Bion 11 was a Russian biological research satellite that was part of the Bion programme. Scientists from France, Russia and United States conducted the experiments. Bion 11 was launched from the Plesetsk Cosmodrome aboard a Soyuz-U launch vehicle. It carried two monkeys named Lalik and Multik. Its 14-day mission began on December 24. The spacecraft type was based on the Zenit reconnaissance satellite and launches of Bion satellites began in 1973 with primary emphasis on the problems of radiation effects on human beings. Launches in the program included Kosmos 110, 605, 670, 782, plus Nauka modules flown on Zenit-2M reconnaissance satellites. 90 kg of equipment could be contained in the external Nauka module.

== Mission ==
It carried newts, snails, Drosophila flies and other insects, bacteria, and two macaque monkeys (Macaca mulatta), Lapik and Multik. Both monkeys were safe at landing, but Multik died of a heart attack during medical tests under general anaesthetic on 8 January 1997.

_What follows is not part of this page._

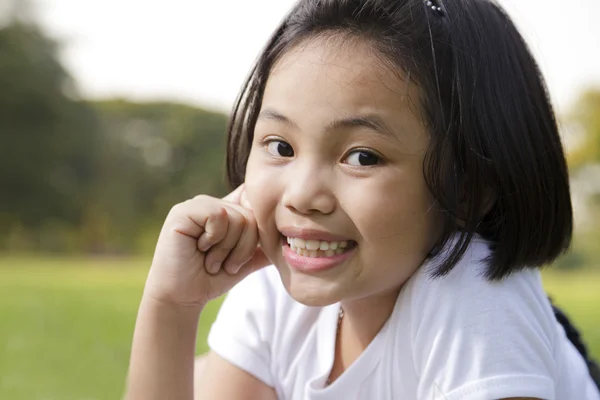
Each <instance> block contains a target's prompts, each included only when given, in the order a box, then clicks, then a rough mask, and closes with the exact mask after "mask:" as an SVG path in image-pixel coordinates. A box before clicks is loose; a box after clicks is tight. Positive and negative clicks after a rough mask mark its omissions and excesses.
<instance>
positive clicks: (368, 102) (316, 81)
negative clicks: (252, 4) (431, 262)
mask: <svg viewBox="0 0 600 400" xmlns="http://www.w3.org/2000/svg"><path fill="white" fill-rule="evenodd" d="M381 65H382V62H381V59H380V58H377V57H375V56H374V55H373V50H372V48H371V47H370V46H369V44H368V43H361V42H353V43H346V44H342V45H340V42H339V41H335V40H312V41H310V42H305V43H304V44H303V45H301V46H297V47H295V48H294V49H292V50H290V51H289V52H288V53H286V55H285V56H283V57H282V58H281V59H280V61H279V62H278V63H277V64H276V66H275V67H274V68H273V71H272V73H271V75H270V76H269V80H268V82H267V87H266V90H265V93H264V98H263V102H262V108H261V113H260V117H259V118H258V122H257V124H256V129H255V134H254V141H253V143H252V149H251V152H250V157H249V160H248V165H247V170H246V195H247V197H248V200H249V202H250V204H251V205H252V208H253V210H254V214H255V216H256V219H257V222H258V227H259V230H260V240H261V242H260V243H261V246H262V248H263V250H264V251H265V253H266V254H267V256H268V257H269V258H270V259H271V261H272V262H273V263H274V264H275V265H276V267H277V268H278V270H279V272H280V275H281V278H282V281H283V283H284V285H285V287H286V289H287V291H288V292H289V293H290V295H291V296H292V297H293V298H294V299H296V300H297V301H299V302H301V303H304V304H306V305H311V306H324V305H328V304H333V303H335V302H338V301H342V300H358V299H364V298H367V297H371V296H384V295H390V294H393V293H397V291H398V290H399V288H400V287H401V285H402V284H403V283H404V282H405V281H406V280H407V279H408V278H409V277H410V276H411V275H412V274H413V273H414V272H415V270H416V269H417V268H418V267H419V266H420V265H421V264H422V262H423V260H424V259H425V257H426V256H427V254H428V252H429V250H430V249H431V247H432V245H433V244H434V243H435V240H436V238H437V235H438V231H439V226H440V223H439V215H438V214H437V213H436V212H435V210H434V207H433V203H434V200H433V198H432V196H431V194H430V193H429V190H428V189H427V186H426V185H425V181H424V178H423V158H424V155H425V151H426V149H427V146H428V142H429V138H428V132H427V130H426V129H425V127H424V125H423V122H422V119H421V117H420V115H419V112H420V111H419V107H418V106H417V104H418V101H419V93H418V89H417V87H416V86H414V84H413V83H411V82H409V81H408V79H402V78H403V77H402V76H400V75H399V74H394V73H393V72H391V71H390V70H388V69H386V68H385V67H382V66H381ZM288 238H289V240H288ZM288 241H289V242H291V243H288ZM316 248H319V250H315V249H316Z"/></svg>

The Magee-8 scientific equipment was designed to study the basic features of electrostatic modular protection system. Other equipment was used to maintain the temperature and humidity within the specified range, the atmospheric regeneration, physiological parameters of the monkeys were recorded and transferred them to the ground in TV picture.

== Hardware ==
The hardware supports musculoskeletal, neurovestibular, and regulatory experiments by U.S., Russian, and French investigators. Substantial ground-based hardware was developed for pre-and post-flight testing, calibration, and data collection.

It has components like Biorhythm Box (BRB), Rheoplethysmography Box (RPB), Control Interface Box (CIB) which allowed in-flight control of the Bios-Primate capsule hardware, including data recorders and video, Pre-Amplifier Box (PAB) etc.

== Bion 12 ==
A similar mission "Bion-12" was scheduled for December 1998 but did not take place due to cessation of participation of the United States.